Мы с Кэтрин сгораем от любопытства.

— Ну, еще когда король решил жениться на Анне Болейн, один монах при всех предостерег его, что, если он не откажется от своего неправедного решения, с ним случится то же, что и с библейским Ахавом, и псы будут лизать кровь его.

— Выходит, что оно исполнилось, — шепчет миссис Эллен.

— Боюсь, что так. Хотя кое-кто в Лондоне считает, что это папистские выдумки, а некоторые вообще отрицают, что гроб открылся.

— Наверное, просто совпадение. — Миссис Эллен резко кивает в нашу сторону. — Эти паписты скажут все, что угодно, лишь бы опорочить реформы покойного короля.

— Скоро им придется придержать языки, — обещает миссис Зуш. — Только сегодня утром миледи говорила, что вся страна принимает протестантство и что мессу теперь запретят. Она, кажется, этому очень рада.

— Я думаю, они с его светлостью примут любую веру, какая будет в моде, — ехидно замечает миссис Эллен. — Власть для них важнее религии. И не забудьте, что ее светлость часто видится с королевой. Нетрудно догадаться, откуда ветер дует.

— По словам миледи, многие при дворе разделяют эти убеждения, начиная с регента.
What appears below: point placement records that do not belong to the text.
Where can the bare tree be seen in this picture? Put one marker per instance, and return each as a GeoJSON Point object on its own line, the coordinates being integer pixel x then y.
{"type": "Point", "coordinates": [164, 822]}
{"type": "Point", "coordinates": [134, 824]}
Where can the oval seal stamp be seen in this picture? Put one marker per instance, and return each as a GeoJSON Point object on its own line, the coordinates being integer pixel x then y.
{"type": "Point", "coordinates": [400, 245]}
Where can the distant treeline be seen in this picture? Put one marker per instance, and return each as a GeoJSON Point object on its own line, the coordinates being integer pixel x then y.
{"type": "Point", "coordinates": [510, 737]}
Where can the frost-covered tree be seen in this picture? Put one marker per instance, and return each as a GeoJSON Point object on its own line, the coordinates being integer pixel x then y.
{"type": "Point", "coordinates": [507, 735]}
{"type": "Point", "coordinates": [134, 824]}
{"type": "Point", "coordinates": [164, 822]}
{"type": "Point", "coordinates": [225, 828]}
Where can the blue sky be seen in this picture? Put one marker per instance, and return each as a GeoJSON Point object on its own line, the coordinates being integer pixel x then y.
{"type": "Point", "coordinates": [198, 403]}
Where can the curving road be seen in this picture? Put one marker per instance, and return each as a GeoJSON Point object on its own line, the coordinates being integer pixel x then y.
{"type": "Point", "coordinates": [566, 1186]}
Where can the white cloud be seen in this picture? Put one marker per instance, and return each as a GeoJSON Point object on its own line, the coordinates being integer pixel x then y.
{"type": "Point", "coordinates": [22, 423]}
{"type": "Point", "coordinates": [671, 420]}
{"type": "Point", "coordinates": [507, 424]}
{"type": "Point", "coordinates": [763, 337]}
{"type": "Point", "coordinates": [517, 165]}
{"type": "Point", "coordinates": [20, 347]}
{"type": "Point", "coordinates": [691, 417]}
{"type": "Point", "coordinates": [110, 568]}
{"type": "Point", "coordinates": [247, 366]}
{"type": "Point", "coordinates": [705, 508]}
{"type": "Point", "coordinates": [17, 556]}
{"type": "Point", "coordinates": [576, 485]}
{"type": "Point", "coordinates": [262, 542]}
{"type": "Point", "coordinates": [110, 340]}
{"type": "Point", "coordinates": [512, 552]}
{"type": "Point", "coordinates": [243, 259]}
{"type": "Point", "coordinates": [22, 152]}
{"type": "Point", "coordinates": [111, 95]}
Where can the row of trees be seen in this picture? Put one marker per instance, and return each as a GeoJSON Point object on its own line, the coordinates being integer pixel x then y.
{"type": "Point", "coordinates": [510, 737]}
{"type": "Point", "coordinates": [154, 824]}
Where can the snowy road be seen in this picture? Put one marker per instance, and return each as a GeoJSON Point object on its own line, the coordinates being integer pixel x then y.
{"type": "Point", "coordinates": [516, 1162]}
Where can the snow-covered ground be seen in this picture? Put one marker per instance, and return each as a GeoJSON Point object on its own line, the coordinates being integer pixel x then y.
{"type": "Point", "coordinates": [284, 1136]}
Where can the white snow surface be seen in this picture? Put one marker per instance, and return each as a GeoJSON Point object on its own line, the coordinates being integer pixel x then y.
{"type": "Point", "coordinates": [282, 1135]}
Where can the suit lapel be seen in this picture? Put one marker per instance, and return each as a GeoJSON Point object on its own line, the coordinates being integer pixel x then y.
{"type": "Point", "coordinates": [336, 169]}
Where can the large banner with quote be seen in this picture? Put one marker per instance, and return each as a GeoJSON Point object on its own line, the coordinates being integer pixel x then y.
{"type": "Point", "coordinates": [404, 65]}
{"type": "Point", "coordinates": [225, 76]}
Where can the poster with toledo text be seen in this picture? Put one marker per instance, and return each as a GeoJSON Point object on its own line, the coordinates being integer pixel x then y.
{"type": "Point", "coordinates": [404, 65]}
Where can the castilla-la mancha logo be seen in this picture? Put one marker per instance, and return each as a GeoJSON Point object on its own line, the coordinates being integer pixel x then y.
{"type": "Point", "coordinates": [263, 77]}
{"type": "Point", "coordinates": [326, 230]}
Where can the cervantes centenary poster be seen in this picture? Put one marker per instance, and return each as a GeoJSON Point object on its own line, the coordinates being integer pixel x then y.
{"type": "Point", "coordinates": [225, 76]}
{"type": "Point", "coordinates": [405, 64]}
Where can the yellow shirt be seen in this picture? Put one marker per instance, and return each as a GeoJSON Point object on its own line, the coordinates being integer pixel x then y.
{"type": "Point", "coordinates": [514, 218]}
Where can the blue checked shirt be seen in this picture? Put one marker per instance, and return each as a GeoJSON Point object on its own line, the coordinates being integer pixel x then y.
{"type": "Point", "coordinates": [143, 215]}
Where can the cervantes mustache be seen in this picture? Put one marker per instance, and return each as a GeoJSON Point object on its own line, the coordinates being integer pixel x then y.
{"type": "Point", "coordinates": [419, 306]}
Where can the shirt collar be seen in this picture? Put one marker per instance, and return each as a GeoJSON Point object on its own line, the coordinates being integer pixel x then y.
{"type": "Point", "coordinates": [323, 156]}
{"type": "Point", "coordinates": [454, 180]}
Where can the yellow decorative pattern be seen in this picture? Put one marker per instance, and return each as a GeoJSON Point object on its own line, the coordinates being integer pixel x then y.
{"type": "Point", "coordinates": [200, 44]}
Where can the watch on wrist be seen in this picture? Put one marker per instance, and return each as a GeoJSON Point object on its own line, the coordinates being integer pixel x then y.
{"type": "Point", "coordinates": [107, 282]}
И наставники молодого короля позаботились о том, чтобы он проникся новой религией.

Да и я тоже. Сначала казнь Энн Эскью заставила меня усомниться в моей вере, а затем уроки доктора Хардинга дали мне понять, что многое из того, что мне говорили о религии, — ложь. Я больше не могу верить в таинство евхаристии, поскольку оно противоречит здравому смыслу. И мне непонятно, почему мы должны просить Деву Марию и святых посодействовать нам, если мы можем молиться напрямую Богу. Еще я думаю, что Библия на английском должна быть доступна всем, для чтения и толкования. Эти мысли, кажется, говорят о том, что я протестантка. И потому, в глазах закона, еретичка.

До сих пор по очевидным причинам я держала свои идеи при себе. Но, слушая разговор между миссис Зуш и миссис Эллен, я ощутила надежду, что не за горами время, когда я смогу открыто высказывать их.